The pairing process is straightforward on the Cat Eye Cycling app. Turn on the main “Connect” switch, then tap on “Device” from the left-hand menu.

Tapping the “Pair to Device” button will prompt the app to search for new devices. The Stages HR monitor “pebble” has no buttons or controls of any kind, just a gasket-protected twist cover for the CR2032 button-cell battery.

Once the app detects the HR monitor, tap “Pair to Device” again on this dark gray foreground modal.

You should be good to go once the Cat Eye Cycling app displays a new “Heart Rate Sensor” row on its Devices screen.

Now, when you start a session on the Padrone Digital, it will track your heart rate once it picks up the transmissions of the Stages sensor unit. This is shown by a little “H” indicator, next to the “S” and “C” that indicate the computer reading speed and cadence data. The heart rate data itself is shown in a new display field to the left of your cadence.

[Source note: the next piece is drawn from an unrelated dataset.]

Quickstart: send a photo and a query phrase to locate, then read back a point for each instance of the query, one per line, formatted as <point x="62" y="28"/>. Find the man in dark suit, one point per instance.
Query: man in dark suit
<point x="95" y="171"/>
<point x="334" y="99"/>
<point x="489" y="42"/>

This brings me to my main complaint with the Stages heart rate strap. In my experience with my particular setup, it’s very easy for the Padrone Digital to lose track of the heart rate data signal when you step away from the bike for more than two meters (7 feet)…and when it does, the success rate for it rediscovering the Stages heart rate strap is pretty variable. I find this very odd, as Bluetooth communication is supposed to be good for a maximum of 10 meters (33 feet). Also, even with the successful pairing, sometimes the Padrone Digital will completely miss seeing the Stages heart rate strap when you start a session.

Perhaps all this is down to the peculiarities of making radio communication work well when strapped against what is essentially a large human-shaped water balloon…and radio signals don’t travel particularly well through water. That said, I would like to know what your experiences have been like with other brands of Bluetooth heart rate straps.

When everything is set up and working well, though, the combination works a treat. As expected, the Stages heart rate strap’s more direct method of taking heart rate trumps the Fitbit Charge 2 in ultimate responsiveness. While they track quite closely and return similar figures in practice, the Charge 2 will under- or over-read by around 3-6 beats per minute at times in short bursts, especially when doing high intensity intervals. It also offers the benefit of not having to look at your wrist, since the heart rate data is right in front of you. I’ve been using the heart rate strap for a few months now, even on outdoor rides, and sweat damage has not been an issue.

Some connectivity weaknesses aside, the Stages heart rate monitor strap makes for a valuable addition to my indoor training setup. This is perhaps as complete of a setup as I can get without dabbling into the rabbit hole of power meters and GPS bike computers.